Julie had been living among people experiencing homelessness researching for a book she is writing called “One Paycheck Away.” She’d already seen the things we’d expect: the feelings of hopelessness, the realization that there are far more people living on the streets than she’d first thought, and the knowledge that for some Americans homelessness is one or two missed rent checks away. What she didn’t expect was the number of families who didn’t have a place to call home.
One day Julie noticed an old blue school bus parked in one of the many forgotten parking lots where homeless people congregate. Curious, she knocked on the door and was greeted by a startling sight: a family with seven children lived inside the bus. Instead of seats, the bus was strewn with mattresses and bins full of clothes. While it was clear they were making do with the meager shelter they could find, there was no running water, no toilet, and no kitchen.
Julie was inspired. An idea began to form in her brain: what if she could get old buses donated, rip out their insides and create clean, comfortable and mobile homes for families with nowhere else to go?
“They want to have a place to live that is their own, that’s safe — and they want to be mobile, so they can get better jobs,” she explained.
Julie launched herself into a new venture called Vehicles for Change. Within nine months she’d already secured funding and enlisted Alex Daniell, an engineer who has worked on building tiny homes for the homeless in Eugene, Oregon for several years. Nine months into the project they completed their first “skoolie,” which was promptly inhabited by the Flood family.
David Flood is a highly educated man who quite simply had fallen on hard times. He was working as a substitute teacher and finishing a master’s degree when his wife became ill and had to stop working. Soon their landlord’s generosity ran out, and the family of five found themselves out on the streets.

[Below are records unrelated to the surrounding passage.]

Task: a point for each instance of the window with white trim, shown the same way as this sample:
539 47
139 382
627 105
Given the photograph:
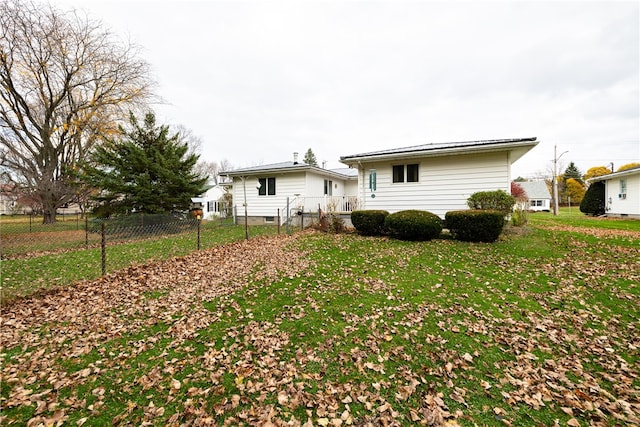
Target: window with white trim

“What people don’t understand, is that even if someone has a little bit of income, they can end up on the street — even families,” David said. The family lived in a tent throughout the summer months, but with winter approaching they knew they had to find another solution. That’s when David’s wife spotted Julie on the news talking about Vehicles for Changes, and within a month they moved into their new bright yellow school bus.

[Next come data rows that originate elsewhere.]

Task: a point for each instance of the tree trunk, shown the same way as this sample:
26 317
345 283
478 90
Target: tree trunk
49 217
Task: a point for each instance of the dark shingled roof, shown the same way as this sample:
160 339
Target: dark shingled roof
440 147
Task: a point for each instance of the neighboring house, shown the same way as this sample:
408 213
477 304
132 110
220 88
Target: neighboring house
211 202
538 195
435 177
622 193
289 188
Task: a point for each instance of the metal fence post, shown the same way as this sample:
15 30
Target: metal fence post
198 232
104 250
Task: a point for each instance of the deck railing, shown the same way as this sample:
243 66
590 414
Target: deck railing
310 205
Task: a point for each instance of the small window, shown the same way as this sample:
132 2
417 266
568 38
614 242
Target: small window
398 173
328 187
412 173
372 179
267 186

The Floods say that having the stability has changed their lives for the better. “It made the little money we had stronger,” he said. “It took the stress off of our lives. It allows us to breathe for a moment.”
The family loved making the space their own, planting an organic vegetable garden outside and allowing the kids to paint the ceilings above their beds. Just knowing that they have a safe, clean space to sleep has made a lasting impact on the children. “On the outside, it looks very small — and just like a plain school bus,” said David’s son. “But it opens up on the inside. On the inside, it’s a mansion.”
The Floods are just one success story, and Julie is hoping that with the continued donations of people who hear about the project there can be many more in the future. They’re currently hoping to create one “skoolie” every year, “But if I could raise more money and awareness, there’s no reason why we can’t make a lot more,” said Julie. She hopes that someday they can commit to creating five new homes each year.
Long term, Alex hopes the buses will serve as a template for others all over the country. “The end product results from keeping a family from breaking apart,” he said. “My experience with the homeless is: if the families don’t get split apart, and the kids stay in school, they don’t end up on the street. Once somebody’s been on the street for a while, it’s hard to find their way back in.”
As difficult as it is to ponder the “what ifs” in life, we should all remember that when we lie down in our beds each night there are thousands of people, including children, who don’t have a place to call home. It’s a comfort knowing that people like Julie are out there working to make homelessness a thing of the past. Let’s all do what we can to join her on her mission to help children grow up with a place to call home.